В день похорон Толстой, несмотря на свой возраст, помог нести гроб до церкви. Возвратившись в Ясную, рассказал Софье Андреевне, как позаботился о теле брата, непостижимого и дорогого. И записал в «Воспоминаниях», предназначенных для биографии: «В старости, в последнее время, он больше любил меня, дорожил моей привязанностью, гордился мной, желал быть со мной согласен, но не мог; и оставался таким, как был: совсем особенным, самим собою, красивым, породистым, гордым и, главное, до такой степени правдивым и искренним человеком, какого я никогда не встречал».
Глава 3
Русско-японская война
В Ясной Поляне Софья Андреевна лишена была городских развлечений, но жизнь ее от этого не становилась менее активной: она разбирала переписку мужа, отвечала на письма, сортировала приходившие ему книги и вносила их в каталог, вклеивала в альбом газетные вырезки, проявляла и печатала фотографии, следила за чистотой в доме, выдергивала сорняки перед парадным входом, освоила дактилографию, потом увлеклась живописью и сделала копии семейных портретов, висевших в гостиной, занималась литературой – напечатала в «Журнале для всех» поэму в прозе, которую озаглавила «Стоны» и подписала «Усталая»; [632]что до музыки, то ее она не забывала никогда и, если выдавалось свободное время, садилась за фортепьяно и играла, не слишком хорошо, Бетховена, Моцарта, Мендельсона, Танеева…

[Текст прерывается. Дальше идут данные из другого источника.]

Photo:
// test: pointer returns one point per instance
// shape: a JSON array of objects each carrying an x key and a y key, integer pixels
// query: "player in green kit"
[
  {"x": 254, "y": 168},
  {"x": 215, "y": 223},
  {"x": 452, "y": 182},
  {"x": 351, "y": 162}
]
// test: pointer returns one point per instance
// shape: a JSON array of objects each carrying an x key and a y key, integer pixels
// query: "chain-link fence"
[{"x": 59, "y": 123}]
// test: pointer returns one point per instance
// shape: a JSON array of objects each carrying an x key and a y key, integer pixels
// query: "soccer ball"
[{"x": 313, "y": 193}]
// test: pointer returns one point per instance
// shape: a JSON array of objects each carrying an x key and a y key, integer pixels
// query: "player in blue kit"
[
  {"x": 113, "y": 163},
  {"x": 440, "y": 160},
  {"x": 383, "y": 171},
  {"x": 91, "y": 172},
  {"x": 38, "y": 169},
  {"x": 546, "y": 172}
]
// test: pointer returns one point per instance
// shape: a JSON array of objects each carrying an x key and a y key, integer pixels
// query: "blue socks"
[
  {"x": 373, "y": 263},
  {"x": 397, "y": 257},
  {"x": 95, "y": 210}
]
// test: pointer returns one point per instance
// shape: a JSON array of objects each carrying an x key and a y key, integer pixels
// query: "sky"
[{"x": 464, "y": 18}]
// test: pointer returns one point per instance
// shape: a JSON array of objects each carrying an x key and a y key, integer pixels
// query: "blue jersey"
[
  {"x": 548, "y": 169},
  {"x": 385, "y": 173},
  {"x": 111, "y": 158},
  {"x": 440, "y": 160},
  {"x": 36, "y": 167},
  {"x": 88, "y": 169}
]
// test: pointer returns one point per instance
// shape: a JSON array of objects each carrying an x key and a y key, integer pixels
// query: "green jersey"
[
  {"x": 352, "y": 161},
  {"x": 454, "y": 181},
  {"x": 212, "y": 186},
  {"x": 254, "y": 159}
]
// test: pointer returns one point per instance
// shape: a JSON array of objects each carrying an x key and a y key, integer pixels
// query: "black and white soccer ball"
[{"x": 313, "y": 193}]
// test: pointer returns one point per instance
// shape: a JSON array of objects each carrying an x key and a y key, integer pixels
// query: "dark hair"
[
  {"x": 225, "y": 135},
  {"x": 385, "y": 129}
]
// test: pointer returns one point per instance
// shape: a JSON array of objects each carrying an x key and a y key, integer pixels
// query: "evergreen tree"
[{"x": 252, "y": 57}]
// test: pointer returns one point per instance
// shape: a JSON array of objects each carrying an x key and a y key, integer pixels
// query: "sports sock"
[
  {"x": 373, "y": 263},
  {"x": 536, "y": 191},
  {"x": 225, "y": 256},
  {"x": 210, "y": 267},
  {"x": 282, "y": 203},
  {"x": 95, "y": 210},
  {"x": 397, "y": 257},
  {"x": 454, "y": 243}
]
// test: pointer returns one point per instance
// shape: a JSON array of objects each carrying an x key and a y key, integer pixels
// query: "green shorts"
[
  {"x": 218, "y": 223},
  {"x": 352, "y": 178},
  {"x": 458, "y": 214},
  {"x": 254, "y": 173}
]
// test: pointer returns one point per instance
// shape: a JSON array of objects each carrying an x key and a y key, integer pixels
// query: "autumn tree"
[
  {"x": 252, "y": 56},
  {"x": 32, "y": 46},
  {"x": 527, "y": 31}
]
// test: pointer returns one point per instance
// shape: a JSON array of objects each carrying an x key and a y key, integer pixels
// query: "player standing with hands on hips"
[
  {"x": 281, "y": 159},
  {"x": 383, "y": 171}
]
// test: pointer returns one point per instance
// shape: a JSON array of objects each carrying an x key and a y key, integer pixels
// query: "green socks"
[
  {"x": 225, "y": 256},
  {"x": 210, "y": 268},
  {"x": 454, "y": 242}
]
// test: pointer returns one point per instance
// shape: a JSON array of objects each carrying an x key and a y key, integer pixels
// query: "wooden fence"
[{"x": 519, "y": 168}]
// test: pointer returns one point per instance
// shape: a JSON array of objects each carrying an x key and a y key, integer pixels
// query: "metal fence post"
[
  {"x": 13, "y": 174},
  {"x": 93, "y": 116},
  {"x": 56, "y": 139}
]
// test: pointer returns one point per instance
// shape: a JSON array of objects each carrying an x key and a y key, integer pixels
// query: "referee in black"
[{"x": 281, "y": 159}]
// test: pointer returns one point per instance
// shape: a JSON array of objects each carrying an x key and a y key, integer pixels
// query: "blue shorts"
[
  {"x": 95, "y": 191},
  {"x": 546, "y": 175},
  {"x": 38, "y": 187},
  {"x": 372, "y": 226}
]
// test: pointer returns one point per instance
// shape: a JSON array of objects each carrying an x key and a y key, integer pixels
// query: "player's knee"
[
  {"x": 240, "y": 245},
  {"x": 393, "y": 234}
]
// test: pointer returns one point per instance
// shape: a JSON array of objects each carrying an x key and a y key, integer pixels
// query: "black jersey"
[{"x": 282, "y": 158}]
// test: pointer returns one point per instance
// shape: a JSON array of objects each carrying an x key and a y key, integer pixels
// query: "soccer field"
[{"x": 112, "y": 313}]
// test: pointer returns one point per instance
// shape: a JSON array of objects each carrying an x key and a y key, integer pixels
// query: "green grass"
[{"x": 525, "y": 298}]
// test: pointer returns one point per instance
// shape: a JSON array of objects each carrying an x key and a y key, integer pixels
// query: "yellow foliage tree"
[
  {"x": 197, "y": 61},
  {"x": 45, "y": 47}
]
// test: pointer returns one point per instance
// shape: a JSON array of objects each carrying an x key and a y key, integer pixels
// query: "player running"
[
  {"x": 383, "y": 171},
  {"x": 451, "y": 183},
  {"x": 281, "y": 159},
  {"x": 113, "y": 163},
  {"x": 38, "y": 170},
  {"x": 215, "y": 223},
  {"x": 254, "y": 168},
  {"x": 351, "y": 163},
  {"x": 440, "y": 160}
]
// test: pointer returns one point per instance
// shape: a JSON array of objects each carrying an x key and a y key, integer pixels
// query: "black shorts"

Все эти разнообразные занятия не мешали ей твердой рукой управлять имением, заботиться о муже, вести дневник и принимать посетителей, которых в Ясной всегда было много. Пока Левочка после обеда отдыхал, Софья Андреевна становилась гидом, водила группы любопытствующих по усадьбе. Толстому в эти мгновения представлялось, что великий человек умер и графиня – хранительница его музея, освещаемая божественным светом. Как она любила его и восхищалась им, когда он не разочаровывал ее своим присутствием! Но когда они встречались за столом, в гостиной, в саду, муж начинал раздражать ее. Как-то в ее присутствии Лев Николаевич стал высмеивать глупость и ограниченность врачей. Забыл ли, что отец ее был доктором, или сделал специально? «Мне было противно (теперь он здоров), – читаем в ее дневнике, – но после Крыма и девяти докторов, которые так самоотверженно, умно, внимательно, бескорыстно восстановили его жизнь, нельзя порядочному человеку относиться так к тому, что его спасло». Она промолчала, но дополнительное замечание мужа о том, что, по словам Руссо, «доктора в заговоре с женщинами», ее взорвало: «Если он не верит в медицину, почему позвал и ждал докторов, почему доверился им?» [633]Но гнев прошел, Софья Андреевна успокоилась: муж ее гений, и можно ли ей со своим умишком понять и судить его. Спустя четыре дня она продолжает: «Я должна помнить и понять , что назначение его учить людей, писать, проповедовать . Жизнь его, наша, всех, близких, должна служить этой цели, и потому его жизнь должна быть обставлена наилучшим образом. Надо закрывать глаза на всякие компромиссы, несоответствия, противоречия и видеть только в Льве Николаевиче великого писателя, проповедника и учителя».